Auf dem Weg dorthin durchquerte ich eine Stadt, die vor sich hin zu dösen schien. Dass dieser Eindruck entstand, hatte zwar sicher mehr mit meiner Erwartung an Lyon zu tun als mit der Wirklichkeit. Aber das machte ja nichts. Lyon war anders. Gemütlich, um nicht zu sagen gediegen, freundlich, lächelnd, und eben weil ich mich auf etwas anderes vorbereitet hatte, war Lyon zwei Tage lang eine Überraschung. Eine angenehme,  die auch nicht kleiner wurde, als ich mit einem Bekannten durch die Stadt spazierte, um mir von ihm ihre Geschichte erzählen zu lassen. Wir gingen durch Part-Dieu, das große Geschäftsviertel gleich am Bahnhof, das ewige Sorgenkind der Stadt. Seitdem das Viertel existiert, sind sich die Bewohner einig darüber, dass es sich um eine städtebauliche Katastrophe handelt, und seitdem fragen sie sich, was sie tun können, damit es schöner und lebenswerter wird. Große Hoffnungen haben sie damals, im Jahr 1981, in die schnelle Zugverbindung gesetzt, die Lyon mit Paris verbunden hat. Man konnte seither in zwei Stunden von Paris nach Lyon reisen und man dachte, dass das viele Unternehmen anlocken würde, denen Paris immer schon zu teuer und zu laut war, und die nichts lieber täten, als sich in Lyon niederzulassen. Jetzt, wo die Verbindung so schnell war. 

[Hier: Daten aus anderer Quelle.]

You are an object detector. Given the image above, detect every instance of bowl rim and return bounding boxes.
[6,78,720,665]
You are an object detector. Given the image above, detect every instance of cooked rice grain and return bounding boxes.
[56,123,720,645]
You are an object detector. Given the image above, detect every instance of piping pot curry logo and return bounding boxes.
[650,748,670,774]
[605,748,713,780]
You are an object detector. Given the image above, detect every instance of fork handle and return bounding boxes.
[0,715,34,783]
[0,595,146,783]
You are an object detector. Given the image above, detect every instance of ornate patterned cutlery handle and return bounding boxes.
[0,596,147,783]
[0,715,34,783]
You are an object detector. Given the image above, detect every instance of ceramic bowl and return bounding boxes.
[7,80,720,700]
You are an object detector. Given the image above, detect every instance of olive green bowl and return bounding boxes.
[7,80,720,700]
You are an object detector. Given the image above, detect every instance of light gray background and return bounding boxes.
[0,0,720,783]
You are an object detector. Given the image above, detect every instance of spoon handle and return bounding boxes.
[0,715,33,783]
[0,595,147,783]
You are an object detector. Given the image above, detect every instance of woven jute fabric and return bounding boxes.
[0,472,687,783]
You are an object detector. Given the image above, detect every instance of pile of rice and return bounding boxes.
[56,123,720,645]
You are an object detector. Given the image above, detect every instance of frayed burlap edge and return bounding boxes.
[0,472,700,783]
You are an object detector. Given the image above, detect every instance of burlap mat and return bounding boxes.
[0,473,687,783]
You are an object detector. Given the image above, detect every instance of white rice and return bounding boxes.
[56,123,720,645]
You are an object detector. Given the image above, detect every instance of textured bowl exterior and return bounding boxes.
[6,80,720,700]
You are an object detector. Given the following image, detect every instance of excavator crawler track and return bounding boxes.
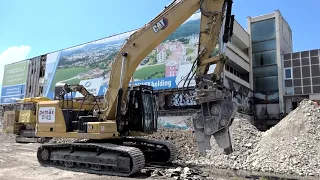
[87,137,178,165]
[37,138,177,177]
[37,143,145,177]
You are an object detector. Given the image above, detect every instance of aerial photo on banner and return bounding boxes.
[45,13,218,98]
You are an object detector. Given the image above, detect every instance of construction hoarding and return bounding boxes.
[45,13,217,98]
[1,60,29,104]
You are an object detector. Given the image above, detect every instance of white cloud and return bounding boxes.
[0,46,31,93]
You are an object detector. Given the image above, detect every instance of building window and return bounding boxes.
[284,68,292,79]
[251,18,276,42]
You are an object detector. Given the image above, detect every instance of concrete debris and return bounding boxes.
[144,128,201,163]
[246,100,320,176]
[145,167,224,180]
[152,100,320,176]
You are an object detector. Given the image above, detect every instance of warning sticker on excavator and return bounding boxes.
[38,107,56,123]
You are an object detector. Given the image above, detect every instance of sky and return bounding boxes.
[0,0,320,85]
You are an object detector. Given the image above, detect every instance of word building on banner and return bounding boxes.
[38,107,56,123]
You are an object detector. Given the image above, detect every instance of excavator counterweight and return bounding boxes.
[36,0,235,176]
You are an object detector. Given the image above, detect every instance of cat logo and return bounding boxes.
[84,81,92,87]
[152,18,169,33]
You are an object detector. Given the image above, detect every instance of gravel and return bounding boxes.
[248,100,320,176]
[152,100,320,176]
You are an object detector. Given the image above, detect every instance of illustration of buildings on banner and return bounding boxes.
[45,13,217,98]
[1,61,29,104]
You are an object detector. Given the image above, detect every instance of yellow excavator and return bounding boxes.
[2,97,51,143]
[36,0,236,176]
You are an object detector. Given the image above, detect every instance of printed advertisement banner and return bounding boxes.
[0,60,29,104]
[2,61,29,87]
[45,13,218,98]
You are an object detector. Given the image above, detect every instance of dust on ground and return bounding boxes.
[0,100,320,180]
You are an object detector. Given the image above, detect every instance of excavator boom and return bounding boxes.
[105,0,227,119]
[36,0,235,176]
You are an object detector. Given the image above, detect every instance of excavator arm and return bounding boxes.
[36,0,235,176]
[105,0,234,153]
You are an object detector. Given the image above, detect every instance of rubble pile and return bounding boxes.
[144,167,214,180]
[247,100,320,176]
[144,128,200,163]
[187,118,262,170]
[147,118,262,169]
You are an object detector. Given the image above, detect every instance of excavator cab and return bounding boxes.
[120,85,158,133]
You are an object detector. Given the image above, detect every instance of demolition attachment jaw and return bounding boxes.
[192,58,237,155]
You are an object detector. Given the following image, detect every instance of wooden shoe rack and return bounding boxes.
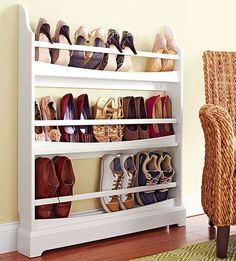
[17,6,186,257]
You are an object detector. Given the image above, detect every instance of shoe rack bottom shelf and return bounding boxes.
[18,199,186,257]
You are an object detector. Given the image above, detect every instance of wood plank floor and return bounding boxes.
[0,215,236,261]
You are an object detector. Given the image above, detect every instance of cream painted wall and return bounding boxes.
[0,0,236,223]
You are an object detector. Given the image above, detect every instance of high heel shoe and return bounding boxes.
[161,35,178,72]
[109,97,124,142]
[146,34,167,72]
[35,158,59,219]
[161,96,174,136]
[34,100,45,141]
[60,93,79,142]
[135,97,149,140]
[146,95,163,138]
[76,94,93,142]
[123,96,138,140]
[116,31,137,72]
[51,21,72,66]
[41,96,61,141]
[35,18,52,63]
[84,28,105,69]
[69,26,89,68]
[99,29,123,71]
[53,156,75,218]
[93,97,113,142]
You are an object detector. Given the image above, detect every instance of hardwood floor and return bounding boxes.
[0,215,236,261]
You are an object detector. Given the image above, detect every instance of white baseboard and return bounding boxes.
[183,194,204,217]
[0,195,203,254]
[0,222,19,254]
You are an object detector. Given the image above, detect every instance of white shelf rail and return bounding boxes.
[35,182,177,206]
[34,41,179,60]
[34,119,178,126]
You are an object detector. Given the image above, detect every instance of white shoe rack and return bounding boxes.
[17,6,186,257]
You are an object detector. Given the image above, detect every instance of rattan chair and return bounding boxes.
[199,51,236,258]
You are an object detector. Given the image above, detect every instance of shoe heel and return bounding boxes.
[110,37,123,53]
[126,39,137,54]
[60,26,72,45]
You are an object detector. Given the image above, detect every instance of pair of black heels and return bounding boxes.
[69,27,137,71]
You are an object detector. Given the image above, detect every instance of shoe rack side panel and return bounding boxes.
[18,5,34,235]
[165,27,185,207]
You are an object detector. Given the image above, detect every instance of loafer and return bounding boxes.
[155,152,175,202]
[35,158,59,219]
[53,156,75,218]
[135,152,161,205]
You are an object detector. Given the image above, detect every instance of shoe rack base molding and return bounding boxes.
[18,199,185,257]
[17,5,186,257]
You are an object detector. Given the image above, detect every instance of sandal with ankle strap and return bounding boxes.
[93,97,114,142]
[41,96,61,142]
[109,97,124,142]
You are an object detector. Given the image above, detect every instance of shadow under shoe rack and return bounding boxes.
[17,6,186,257]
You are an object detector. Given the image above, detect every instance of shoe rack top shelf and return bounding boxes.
[34,182,177,206]
[34,41,179,60]
[34,118,177,126]
[33,135,178,155]
[36,198,183,229]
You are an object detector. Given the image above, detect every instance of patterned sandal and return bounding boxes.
[41,96,61,141]
[93,97,113,142]
[109,97,124,142]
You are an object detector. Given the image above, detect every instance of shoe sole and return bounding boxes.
[99,154,118,213]
[135,152,146,206]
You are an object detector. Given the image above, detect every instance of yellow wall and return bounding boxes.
[0,0,236,223]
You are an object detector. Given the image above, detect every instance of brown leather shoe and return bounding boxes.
[135,97,149,140]
[53,156,75,218]
[123,96,138,140]
[35,158,59,218]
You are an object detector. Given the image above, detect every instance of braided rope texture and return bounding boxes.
[199,104,236,226]
[203,51,236,136]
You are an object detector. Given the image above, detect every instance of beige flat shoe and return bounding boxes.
[93,97,113,142]
[146,34,167,72]
[51,21,71,66]
[84,28,106,69]
[41,96,61,142]
[35,18,52,63]
[109,97,124,142]
[161,35,178,72]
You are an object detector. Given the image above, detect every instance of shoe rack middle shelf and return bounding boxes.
[34,182,177,206]
[33,62,180,91]
[34,118,178,126]
[33,135,178,158]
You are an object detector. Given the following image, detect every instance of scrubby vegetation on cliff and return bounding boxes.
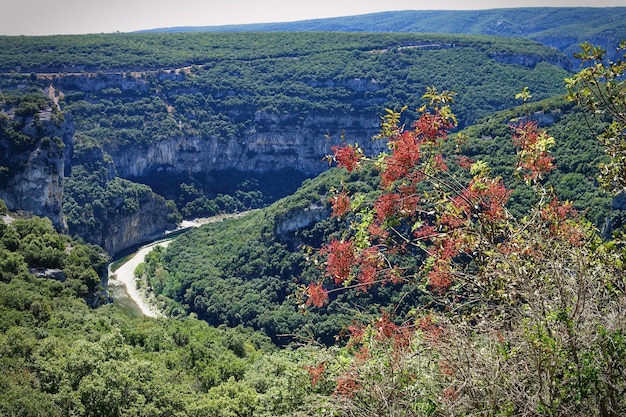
[0,206,319,417]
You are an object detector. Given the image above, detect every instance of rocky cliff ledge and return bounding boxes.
[0,109,74,230]
[110,112,385,178]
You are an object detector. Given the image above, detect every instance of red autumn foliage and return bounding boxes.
[320,239,357,285]
[304,362,326,386]
[330,192,350,217]
[513,121,554,181]
[331,145,363,172]
[305,282,328,307]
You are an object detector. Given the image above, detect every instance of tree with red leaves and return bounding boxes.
[305,88,626,416]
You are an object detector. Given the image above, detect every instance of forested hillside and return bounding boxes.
[141,98,622,344]
[0,33,570,253]
[0,200,320,417]
[147,7,626,62]
[0,13,626,417]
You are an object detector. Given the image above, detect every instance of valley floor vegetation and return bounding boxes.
[0,35,626,417]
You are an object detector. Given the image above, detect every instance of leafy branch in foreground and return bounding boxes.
[565,41,626,193]
[304,89,626,416]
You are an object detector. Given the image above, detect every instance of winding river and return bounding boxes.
[107,211,254,317]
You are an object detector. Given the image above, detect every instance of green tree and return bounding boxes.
[304,89,626,416]
[565,41,626,193]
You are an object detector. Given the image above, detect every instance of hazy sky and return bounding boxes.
[0,0,626,35]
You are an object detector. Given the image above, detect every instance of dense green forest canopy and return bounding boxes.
[0,32,571,233]
[144,7,626,63]
[0,206,328,417]
[0,32,558,73]
[136,98,608,344]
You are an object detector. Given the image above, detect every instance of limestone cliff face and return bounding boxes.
[0,111,74,230]
[69,184,173,254]
[111,112,384,178]
[66,143,175,254]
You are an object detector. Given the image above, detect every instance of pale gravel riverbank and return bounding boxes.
[109,210,254,317]
[109,239,172,317]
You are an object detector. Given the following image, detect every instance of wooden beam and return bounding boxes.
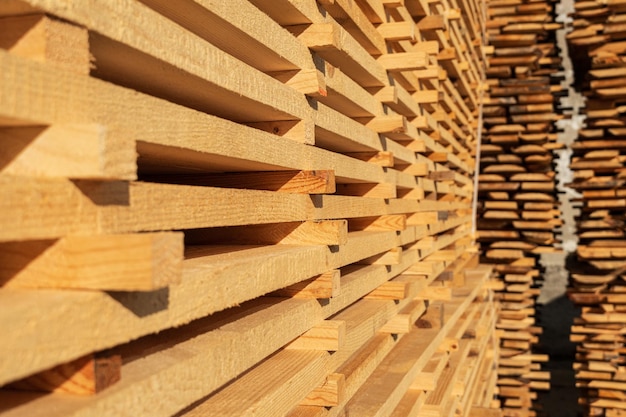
[0,232,183,291]
[286,320,346,351]
[6,352,122,395]
[0,12,91,75]
[272,269,341,298]
[0,124,137,180]
[185,220,348,246]
[300,373,346,407]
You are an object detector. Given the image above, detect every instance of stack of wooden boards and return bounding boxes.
[478,0,562,416]
[568,1,626,417]
[0,0,500,417]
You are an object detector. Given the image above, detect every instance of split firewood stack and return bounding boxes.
[0,0,500,417]
[478,0,562,416]
[568,1,626,417]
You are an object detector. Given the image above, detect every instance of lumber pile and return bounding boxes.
[0,0,498,417]
[478,0,562,416]
[568,1,626,417]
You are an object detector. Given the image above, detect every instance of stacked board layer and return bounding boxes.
[568,1,626,416]
[0,0,501,417]
[478,0,562,417]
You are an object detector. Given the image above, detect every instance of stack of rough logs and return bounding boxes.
[478,0,562,416]
[0,0,500,417]
[568,1,626,417]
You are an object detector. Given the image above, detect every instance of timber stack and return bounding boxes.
[478,0,562,417]
[0,0,498,417]
[568,1,626,417]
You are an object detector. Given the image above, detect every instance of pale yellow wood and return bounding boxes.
[300,373,346,407]
[19,0,310,121]
[0,51,391,183]
[0,299,327,416]
[6,353,122,395]
[346,268,489,415]
[286,320,346,351]
[348,214,406,231]
[185,220,348,246]
[0,232,183,291]
[359,248,402,265]
[291,18,389,87]
[143,0,313,72]
[0,124,137,180]
[181,350,329,417]
[380,300,426,334]
[418,284,452,301]
[376,21,415,41]
[336,183,396,198]
[0,13,91,75]
[273,269,341,298]
[347,151,394,168]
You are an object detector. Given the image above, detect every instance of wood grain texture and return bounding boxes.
[0,232,183,291]
[0,124,137,180]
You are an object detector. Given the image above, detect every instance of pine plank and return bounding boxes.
[0,232,183,291]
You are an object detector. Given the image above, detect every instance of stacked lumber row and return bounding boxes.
[568,1,626,416]
[0,0,500,417]
[478,0,562,416]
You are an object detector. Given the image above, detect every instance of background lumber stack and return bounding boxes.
[0,0,502,417]
[478,0,562,416]
[568,1,626,416]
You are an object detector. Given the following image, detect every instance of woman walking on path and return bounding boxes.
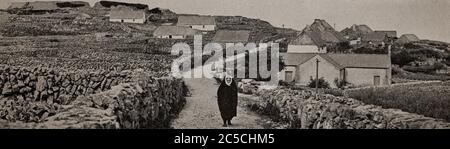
[217,75,238,127]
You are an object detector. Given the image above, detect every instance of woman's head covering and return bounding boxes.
[225,74,233,86]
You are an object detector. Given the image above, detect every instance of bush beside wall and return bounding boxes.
[249,90,450,129]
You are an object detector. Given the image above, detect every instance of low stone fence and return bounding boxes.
[248,90,450,129]
[0,65,186,128]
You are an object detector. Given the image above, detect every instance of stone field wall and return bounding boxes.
[248,89,450,129]
[0,66,186,128]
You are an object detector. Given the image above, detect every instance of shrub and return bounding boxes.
[323,89,344,96]
[334,78,349,89]
[308,77,330,88]
[346,82,450,121]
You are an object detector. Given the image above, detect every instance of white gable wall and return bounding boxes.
[296,55,340,88]
[287,45,326,53]
[345,68,390,86]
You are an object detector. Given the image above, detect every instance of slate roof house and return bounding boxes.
[287,19,346,53]
[340,24,373,45]
[280,53,391,88]
[177,15,216,31]
[213,30,250,43]
[109,7,146,24]
[8,1,90,13]
[341,24,373,40]
[153,26,199,39]
[396,34,420,44]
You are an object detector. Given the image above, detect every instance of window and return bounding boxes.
[373,76,380,86]
[284,71,294,82]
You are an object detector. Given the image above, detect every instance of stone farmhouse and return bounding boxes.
[153,26,201,39]
[280,53,391,88]
[177,15,217,31]
[287,19,346,53]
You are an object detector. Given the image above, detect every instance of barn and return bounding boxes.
[280,53,391,88]
[109,8,146,24]
[153,26,199,39]
[396,34,420,44]
[177,15,216,31]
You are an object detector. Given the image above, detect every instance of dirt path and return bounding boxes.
[172,78,263,129]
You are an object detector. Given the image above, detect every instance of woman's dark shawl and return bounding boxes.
[217,79,238,119]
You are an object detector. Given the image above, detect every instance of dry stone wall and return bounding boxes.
[0,67,186,129]
[248,89,450,129]
[0,65,135,122]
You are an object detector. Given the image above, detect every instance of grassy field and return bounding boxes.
[346,82,450,122]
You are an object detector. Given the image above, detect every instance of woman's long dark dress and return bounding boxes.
[217,79,238,120]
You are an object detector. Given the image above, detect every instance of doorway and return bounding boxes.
[373,76,380,86]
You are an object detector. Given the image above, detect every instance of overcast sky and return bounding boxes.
[0,0,450,42]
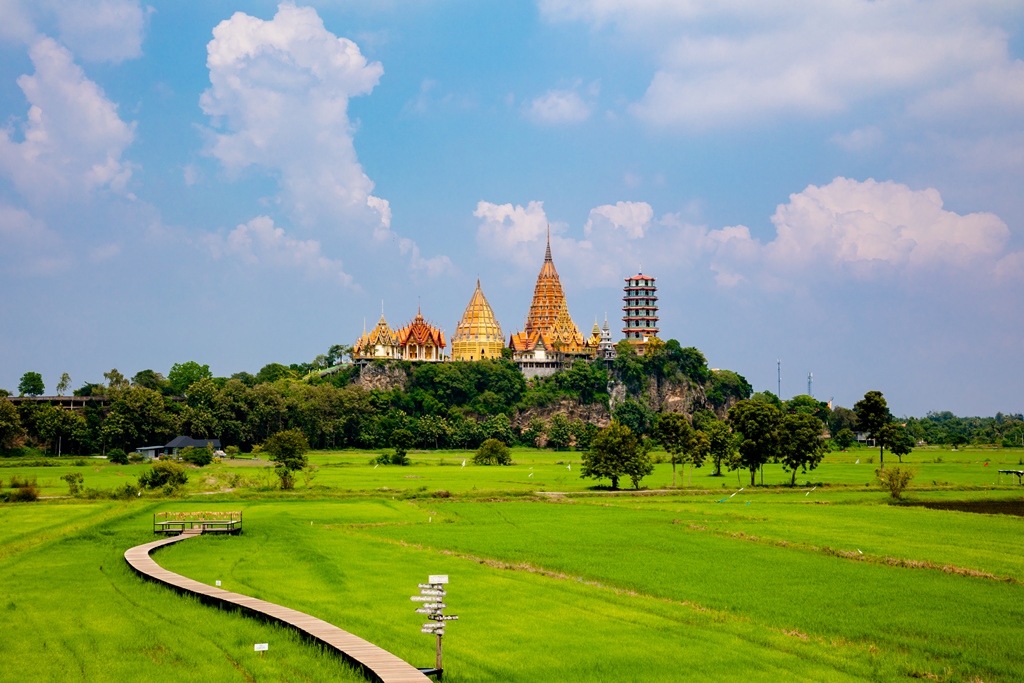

Das aber hat nicht funktioniert. Passiert ist nämlich genau das Gegenteil, immer häufiger reisten Geschäftsleute morgens nach Lyon und abends wieder zurück in die Hauptstadt, wo sie meistens wohnen und wo sich die Hauptgeschäftssitze ihrer Firmen befinden. Wirklich niedergelassen haben sich nur wenige in der Stadt an der Rhône. Und so ist Lyon geblieben, was es war. Eine große, erstaunlich stille Stadt. Eine Stadt mit Vierteln, in denen man mittags lange suchen muss, bis man ein kleines Restaurant findet, das seine Tische auf den Gehsteig gestellt hat und dort einen Salat serviert. Eine Stadt aber auch, die – hat man so ein Restaurant gefunden – einen wieder überrascht, weil es erstens noch freie Plätze gibt, weil zweitens der Kellner so freundlich und  weil drittens der Salat nicht nur gut, sondern auch gar nicht teuer ist. Ich saß da und dachte: Das alles wäre dir in Paris nicht passiert. Und dann hörte ich, wie am Nebentisch eine Dame einen Mann, der offenbar aus Paris gekommen war, fragte: „Et alors, elle va comment la capitale?“ Wie geht’s der Hauptstadt? Und er antwortete: „Elle crève sous la foule.“ Sie verreckt unter der Menschenmenge. Und jedem in der Runde musste klar sein, was er damit meinte und doch hatte sicher auch jeder in der Runde die sich leicht überschlagende Stimme der Dame wahrgenommen, die eben verriet, dass sie jetzt nirgendwo lieber wäre als in Paris. Das ist das Problem von Lyon. Einfach Lyon und nicht Paris zu sein. Es hat immer noch keine Ahnung davon, dass das ein großes Glück ist.